Much like Spider-Man 2, Ultimate allows you to roam freely throughout the entirety of Manhattan as well as Queens as the one and only web-crawler. Littered throughout the city are races, secret tokens, combat tours (short levels consisting of beating up petty thugs), and the like. By gaining the right amount of rewards received after completing these side-levels, new story missions open up, having you fight as either Spidey or Venom.
Thankfully, the two fight very differently. Whereas Spider-Man is more nimble and can zip through the air by via webs, Venom cannot emit any such substance, and can only speed up his travel by leaping over whole buildings in a single bound. Also, as you may expect, Eddie is much stronger than Peter in his Venom form, although he’s a tad slower. Furthermore, since the symbiote needs energy to keep itself alive, it continually depletes Eddie’s health – you’ll need to absorb nearby citizens to keep yourself going.
Something you’ll find to be dreadfully obvious after playing Ultimate Spider-Man for a long period of time is that these missions are basically the same. With few exceptions, levels consist of you chasing after your target for a few minutes (falling too far behind means a Game Over), catching up and facing off in a regular melee-styled bout, and then fighting that enemy’s ultimate form / new trick. It keeps things pretty predictable. Even when an enemy is hard to take down, it isn’t because of advanced AI – they’re just being made frustratingly fast, strong, or otherwise cheap.
One of the problems I had with Spider-Man 2 was that, even though it featured a plethora of web-moves, none of it felt organic – I never really felt like I was Spider-Man. Ultimate fixes this by making the controls a lot more effective, although they’re still not perfect. The camera will sometimes get in the way when you’re turning a tight corner. It’s an especially frustrating bug (no pun intended) during races when precision is absolutely key.
The funny thing is, even with all of these gameplay imperfections, there’s a certain charm about Ultimate Spider-Man. Maybe it’s the fantastic visual style, which is probably the best comic adaptation I’ve ever seen, graphically. Character models look spectacular, and the environments are great in a simplistic sort of way. Maybe it’s the above-par voice acting that, while not comparing the movie cast’s renditions from Spider-Man 2, still get the job done without much trouble.
Whatever it is, even when I was frustrated at the lack of variety or bored with the repetitive side-missions, I was still compelled to go on, and that’s the marking of a solid game. Or, it would be, were it not for Ultimate Spider-Man’s most glaring flaw – play time.

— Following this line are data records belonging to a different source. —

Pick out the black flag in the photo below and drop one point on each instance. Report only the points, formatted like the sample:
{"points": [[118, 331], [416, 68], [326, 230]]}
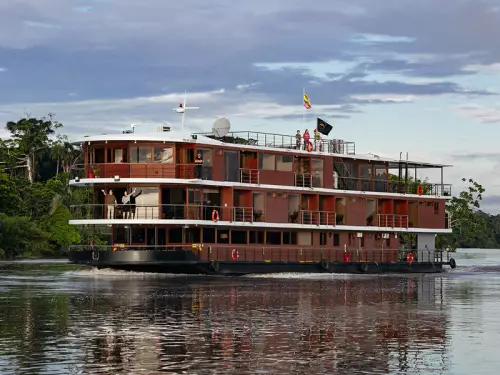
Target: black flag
{"points": [[323, 127]]}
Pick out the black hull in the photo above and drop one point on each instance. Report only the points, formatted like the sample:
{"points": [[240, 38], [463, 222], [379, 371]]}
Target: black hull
{"points": [[185, 262]]}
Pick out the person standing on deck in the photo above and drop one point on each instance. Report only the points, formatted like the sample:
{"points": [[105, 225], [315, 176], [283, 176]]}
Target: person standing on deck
{"points": [[198, 168], [317, 140], [110, 200], [132, 205], [306, 138], [298, 140], [126, 205]]}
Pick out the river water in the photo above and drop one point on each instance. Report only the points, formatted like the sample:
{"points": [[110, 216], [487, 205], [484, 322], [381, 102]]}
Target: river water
{"points": [[57, 318]]}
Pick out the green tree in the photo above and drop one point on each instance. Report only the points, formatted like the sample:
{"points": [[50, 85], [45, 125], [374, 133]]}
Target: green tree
{"points": [[10, 201], [30, 136], [60, 233], [464, 218], [19, 236]]}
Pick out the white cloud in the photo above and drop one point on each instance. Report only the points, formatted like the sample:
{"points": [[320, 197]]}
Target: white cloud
{"points": [[492, 68], [388, 98], [244, 86], [487, 115]]}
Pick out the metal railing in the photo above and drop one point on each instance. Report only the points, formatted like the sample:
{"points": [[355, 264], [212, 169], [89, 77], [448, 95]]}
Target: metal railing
{"points": [[389, 186], [281, 141], [282, 253], [392, 221], [246, 175], [249, 176], [162, 211], [303, 179], [243, 215], [141, 170], [315, 217]]}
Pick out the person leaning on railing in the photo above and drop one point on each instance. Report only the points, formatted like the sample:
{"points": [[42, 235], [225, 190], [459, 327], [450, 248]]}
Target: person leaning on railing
{"points": [[131, 204], [110, 200], [198, 169]]}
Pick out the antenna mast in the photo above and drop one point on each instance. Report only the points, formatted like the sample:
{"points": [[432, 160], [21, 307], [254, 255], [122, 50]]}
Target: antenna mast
{"points": [[182, 110]]}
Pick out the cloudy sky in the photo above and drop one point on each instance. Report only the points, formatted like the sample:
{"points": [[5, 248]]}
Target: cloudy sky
{"points": [[421, 77]]}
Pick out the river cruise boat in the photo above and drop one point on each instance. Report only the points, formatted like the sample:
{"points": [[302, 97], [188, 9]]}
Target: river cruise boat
{"points": [[249, 202]]}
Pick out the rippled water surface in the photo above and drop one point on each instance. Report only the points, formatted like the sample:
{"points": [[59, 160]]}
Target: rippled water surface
{"points": [[61, 319]]}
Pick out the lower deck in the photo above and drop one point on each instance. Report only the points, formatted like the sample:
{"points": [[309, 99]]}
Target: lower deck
{"points": [[179, 261], [252, 241], [196, 249]]}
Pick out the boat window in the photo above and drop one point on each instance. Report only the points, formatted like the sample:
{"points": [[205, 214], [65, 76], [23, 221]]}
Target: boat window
{"points": [[304, 238], [138, 235], [322, 239], [284, 163], [164, 155], [98, 154], [207, 155], [317, 172], [192, 235], [231, 168], [140, 154], [273, 238], [208, 235], [256, 236], [117, 155], [336, 239], [239, 237], [222, 236], [120, 235], [175, 235], [267, 162], [380, 178], [289, 238]]}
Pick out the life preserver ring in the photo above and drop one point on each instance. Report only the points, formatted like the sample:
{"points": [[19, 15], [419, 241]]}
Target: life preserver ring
{"points": [[453, 264], [324, 264], [214, 266], [215, 215], [235, 255]]}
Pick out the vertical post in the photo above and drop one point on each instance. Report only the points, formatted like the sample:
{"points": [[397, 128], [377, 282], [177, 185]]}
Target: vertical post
{"points": [[303, 108], [442, 181]]}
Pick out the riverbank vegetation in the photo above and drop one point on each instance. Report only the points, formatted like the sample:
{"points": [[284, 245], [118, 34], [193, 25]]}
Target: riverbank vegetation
{"points": [[35, 166]]}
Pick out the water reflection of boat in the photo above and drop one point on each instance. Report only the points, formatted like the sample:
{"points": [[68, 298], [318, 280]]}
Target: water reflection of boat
{"points": [[319, 326]]}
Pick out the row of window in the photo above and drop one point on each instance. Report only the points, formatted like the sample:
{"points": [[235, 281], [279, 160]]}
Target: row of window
{"points": [[163, 236], [165, 155]]}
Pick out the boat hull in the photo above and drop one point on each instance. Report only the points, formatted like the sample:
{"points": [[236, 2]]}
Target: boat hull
{"points": [[185, 262]]}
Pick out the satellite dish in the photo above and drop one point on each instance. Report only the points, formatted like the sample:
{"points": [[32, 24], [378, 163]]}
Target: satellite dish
{"points": [[221, 127]]}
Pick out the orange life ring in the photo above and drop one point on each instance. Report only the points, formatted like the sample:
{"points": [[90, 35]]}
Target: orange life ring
{"points": [[234, 254], [215, 215]]}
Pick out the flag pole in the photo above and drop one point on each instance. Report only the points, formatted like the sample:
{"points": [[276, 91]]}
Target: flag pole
{"points": [[303, 108]]}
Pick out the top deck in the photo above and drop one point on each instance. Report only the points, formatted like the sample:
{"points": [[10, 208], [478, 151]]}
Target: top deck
{"points": [[281, 141], [258, 142]]}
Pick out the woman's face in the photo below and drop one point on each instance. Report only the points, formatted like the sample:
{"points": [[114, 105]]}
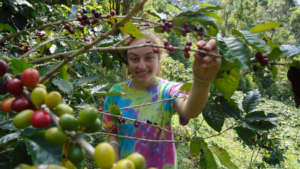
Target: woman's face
{"points": [[143, 63]]}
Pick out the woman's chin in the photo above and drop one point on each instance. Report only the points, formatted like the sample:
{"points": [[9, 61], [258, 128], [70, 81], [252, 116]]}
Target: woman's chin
{"points": [[144, 79]]}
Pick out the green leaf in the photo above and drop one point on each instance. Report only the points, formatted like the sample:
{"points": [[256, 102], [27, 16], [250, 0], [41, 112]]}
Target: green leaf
{"points": [[131, 29], [229, 107], [18, 66], [64, 73], [261, 116], [290, 50], [207, 160], [223, 156], [87, 79], [253, 40], [63, 85], [66, 7], [196, 18], [186, 87], [214, 15], [42, 152], [275, 54], [195, 146], [251, 100], [23, 2], [214, 114], [274, 71], [214, 117], [265, 26], [9, 137], [258, 126], [7, 27], [104, 93], [237, 52], [247, 135], [114, 109], [227, 80]]}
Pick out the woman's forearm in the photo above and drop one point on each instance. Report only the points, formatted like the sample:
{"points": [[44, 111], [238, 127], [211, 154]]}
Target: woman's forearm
{"points": [[193, 105], [115, 143]]}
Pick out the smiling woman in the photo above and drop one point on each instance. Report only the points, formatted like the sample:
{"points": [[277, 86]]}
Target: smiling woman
{"points": [[145, 86]]}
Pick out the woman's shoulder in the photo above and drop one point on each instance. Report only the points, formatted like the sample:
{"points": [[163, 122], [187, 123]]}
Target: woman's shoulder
{"points": [[118, 87], [165, 82]]}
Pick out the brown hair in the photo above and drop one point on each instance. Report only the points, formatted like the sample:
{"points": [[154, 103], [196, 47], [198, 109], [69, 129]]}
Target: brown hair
{"points": [[155, 40]]}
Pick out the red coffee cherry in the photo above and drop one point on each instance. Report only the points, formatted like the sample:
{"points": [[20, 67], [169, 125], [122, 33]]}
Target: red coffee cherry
{"points": [[170, 48], [155, 50]]}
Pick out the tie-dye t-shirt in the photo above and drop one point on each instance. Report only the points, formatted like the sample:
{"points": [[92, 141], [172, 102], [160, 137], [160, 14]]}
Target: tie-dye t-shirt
{"points": [[161, 155]]}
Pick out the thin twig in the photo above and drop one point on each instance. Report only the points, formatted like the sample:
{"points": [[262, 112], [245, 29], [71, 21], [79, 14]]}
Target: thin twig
{"points": [[54, 56], [135, 138], [137, 7], [35, 28], [5, 121], [119, 48], [250, 163], [38, 46], [220, 132]]}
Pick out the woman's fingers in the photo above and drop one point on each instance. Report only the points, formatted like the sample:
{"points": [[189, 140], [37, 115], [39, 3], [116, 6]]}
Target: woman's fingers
{"points": [[201, 44], [210, 45]]}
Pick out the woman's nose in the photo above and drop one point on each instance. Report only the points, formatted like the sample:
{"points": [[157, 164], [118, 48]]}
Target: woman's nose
{"points": [[142, 65]]}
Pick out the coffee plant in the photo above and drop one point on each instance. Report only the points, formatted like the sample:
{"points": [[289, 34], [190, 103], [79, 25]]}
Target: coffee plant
{"points": [[59, 58]]}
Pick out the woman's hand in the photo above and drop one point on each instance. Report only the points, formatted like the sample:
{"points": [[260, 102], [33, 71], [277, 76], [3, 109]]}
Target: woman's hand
{"points": [[205, 67]]}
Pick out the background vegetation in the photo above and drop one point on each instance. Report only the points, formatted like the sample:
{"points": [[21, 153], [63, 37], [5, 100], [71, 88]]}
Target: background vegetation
{"points": [[89, 76]]}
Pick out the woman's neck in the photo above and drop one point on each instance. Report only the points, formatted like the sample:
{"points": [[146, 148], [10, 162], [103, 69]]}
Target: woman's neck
{"points": [[137, 85]]}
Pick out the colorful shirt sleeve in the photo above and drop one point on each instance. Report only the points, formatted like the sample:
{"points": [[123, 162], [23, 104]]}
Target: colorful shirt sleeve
{"points": [[107, 121], [173, 91]]}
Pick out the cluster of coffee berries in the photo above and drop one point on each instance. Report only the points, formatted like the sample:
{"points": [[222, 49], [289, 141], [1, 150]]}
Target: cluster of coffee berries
{"points": [[199, 31], [112, 13], [24, 48], [69, 28], [41, 35], [293, 76], [167, 26], [185, 30], [168, 46], [187, 48], [262, 58]]}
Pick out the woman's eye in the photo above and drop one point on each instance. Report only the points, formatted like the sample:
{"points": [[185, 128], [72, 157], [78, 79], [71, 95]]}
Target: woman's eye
{"points": [[134, 59], [150, 57]]}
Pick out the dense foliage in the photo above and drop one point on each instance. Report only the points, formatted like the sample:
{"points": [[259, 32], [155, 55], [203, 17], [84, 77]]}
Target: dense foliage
{"points": [[251, 106]]}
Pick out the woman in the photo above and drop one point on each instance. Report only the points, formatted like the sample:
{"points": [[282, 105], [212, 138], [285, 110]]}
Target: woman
{"points": [[145, 87]]}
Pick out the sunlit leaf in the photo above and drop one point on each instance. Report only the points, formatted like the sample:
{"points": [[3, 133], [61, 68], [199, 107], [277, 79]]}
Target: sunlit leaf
{"points": [[195, 146], [18, 66], [237, 52], [7, 27], [42, 152], [290, 50], [253, 40], [223, 156], [9, 137], [131, 29], [186, 87], [265, 26], [227, 80], [251, 100], [247, 135], [207, 160], [63, 85]]}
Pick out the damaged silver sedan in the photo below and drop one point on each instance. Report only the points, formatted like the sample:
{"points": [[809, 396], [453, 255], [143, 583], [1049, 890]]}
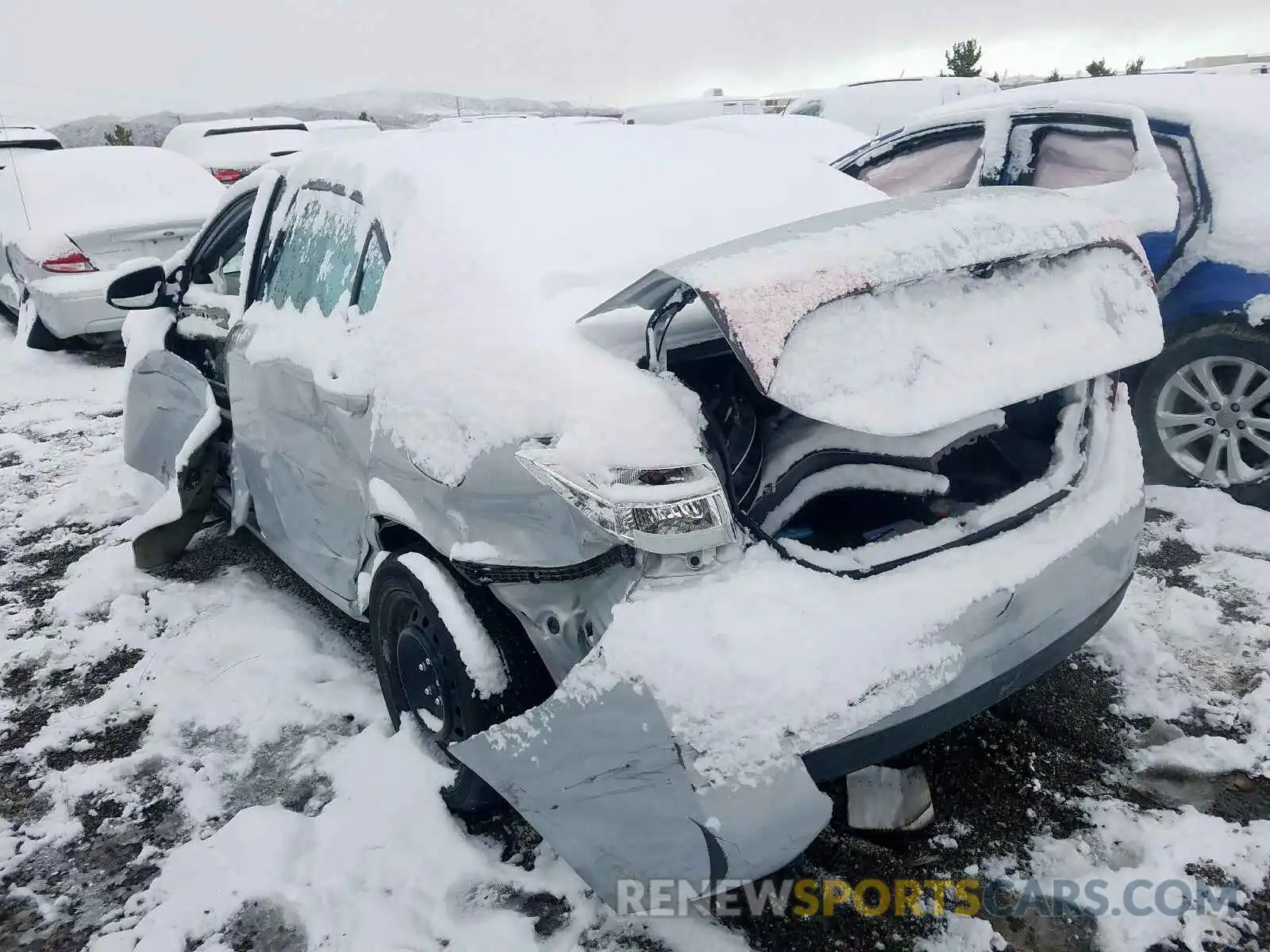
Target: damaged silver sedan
{"points": [[660, 511]]}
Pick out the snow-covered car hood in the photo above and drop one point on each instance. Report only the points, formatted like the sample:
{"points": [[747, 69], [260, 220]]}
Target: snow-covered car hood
{"points": [[901, 317]]}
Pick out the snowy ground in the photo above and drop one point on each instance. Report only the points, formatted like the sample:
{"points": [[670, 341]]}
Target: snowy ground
{"points": [[200, 759]]}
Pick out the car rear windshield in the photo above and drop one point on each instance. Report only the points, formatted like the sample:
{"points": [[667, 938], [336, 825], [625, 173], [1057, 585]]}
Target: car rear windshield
{"points": [[275, 127], [44, 144]]}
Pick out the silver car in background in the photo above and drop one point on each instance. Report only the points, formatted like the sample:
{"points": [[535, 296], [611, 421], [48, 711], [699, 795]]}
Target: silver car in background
{"points": [[67, 217], [664, 498]]}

I took my time with it and still clocked out at less than eight hours after beating the final story mission. Treyarch added in a nice little bonus for players who finish the plot, though – Venom is playable during non-story missions, and so you’re completely free to go our on the prowl without having to worry about international mercenaries or government agents trying to kill you. Unless you don’t behave, though – once you absorb a set amount of people or cause a certain amount of damage, Johnny Law comes running your way and you’ll have to fight your way through their ranks, from simple police officers to the agents of Nick Fury himself.
Still, even with this extra thrown your way, there isn’t much incentive to continue playing – it simply feels old by the time you’ve completed the story mode. This is a good game for comic fans, there’s no doubt about that, but it’s simply too short to shell fifty bucks out for. Considering its miniscule length, it’s the perfect type of game for a rental. Head on over to Blockbuster to make the inner comic geek in you happy, just don’t expect a ton of variety or a particularly long experience.